SAGE - Sage feature

Enough SNMP to Be Dangerous, Part 3

zwicky_elizabeth

by Elizabeth Zwicky
<zwicky@greatcircle.com>

Elizabeth was a founding member of SAGE and is currently on the USENIX Board of Directors.



Note: This web page does not have a set fixed width. Please make your browser window wider if you find the code section lines wrapping.

This is a series of articles dedicated to teaching typical UNIX system-administrator types—people who can compile public-domain software and have some idea about TCP/IP—how to do UNIX-style hackery with SNMP. It is not an elegant and systematic approach to SNMP, but it should give you enough background to be dangerous.

In part 1 (;login:, December 1998), we discussed the basics of SNMP and SNMP tools; in part 2 (;login:, August 1999), we turned these into a little tool for resolving "my uptime is better than yours" arguments. In part 3, we move on to counters and less frivolous uses of SNMP.

We've wandered through the system group of MIB-II, but there are a bunch of other mandatory groups we can look at on any SNMP device. Of those, my favorites are interface status and statistics information. For each network interface on the device, you can find out handy facts like how many packets it has received, how many of them were bad, and how many it had to discard. These are the sorts of counters that fancy network-administration programs use in order to do elegant things. They can, of course, be used for much stupider purposes. Unfortunately, there is a catch.

Counters in SNMP are supposed to behave like the odometer in a car. They go up. When they get to the top, they start over at 0. They are not actually supposed to reset on reboot (or at any other time), except when otherwise specified. So what happens if you see numbers like the following pair?

Input unicast packets: 1,000
Input unicast packet errors: 500,000

Well, there are three obvious possibilities.
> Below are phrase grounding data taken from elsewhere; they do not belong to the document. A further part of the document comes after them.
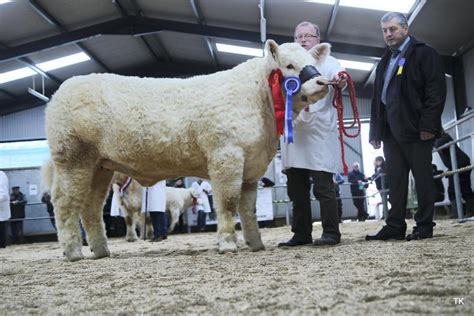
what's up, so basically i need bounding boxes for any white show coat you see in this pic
[281,55,345,174]
[141,180,166,213]
[191,181,211,213]
[200,181,213,196]
[110,190,124,217]
[0,171,11,221]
  1. This interface is on a remarkably broken network.

  2. This device has gotten terribly confused.

  3. The input unicast packet counter has rolled over, but the error counter hasn't; the right number is in fact 4,294,967,295 + 1,000

    Nothing within SNMP will disambiguate these three cases. Furthermore, if the problem is that the device is confused, and the device is actually SNMP-compliant, there's nothing you can do about it — there is no way to reset the counters. The official position on this is that the actual counter values aren't meaningful; it's the rate of change of the counter values that is meaningful. This is great if you're running network-management software that sits around monitoring things continuously, but less than useful if you're just poking at things once in a while.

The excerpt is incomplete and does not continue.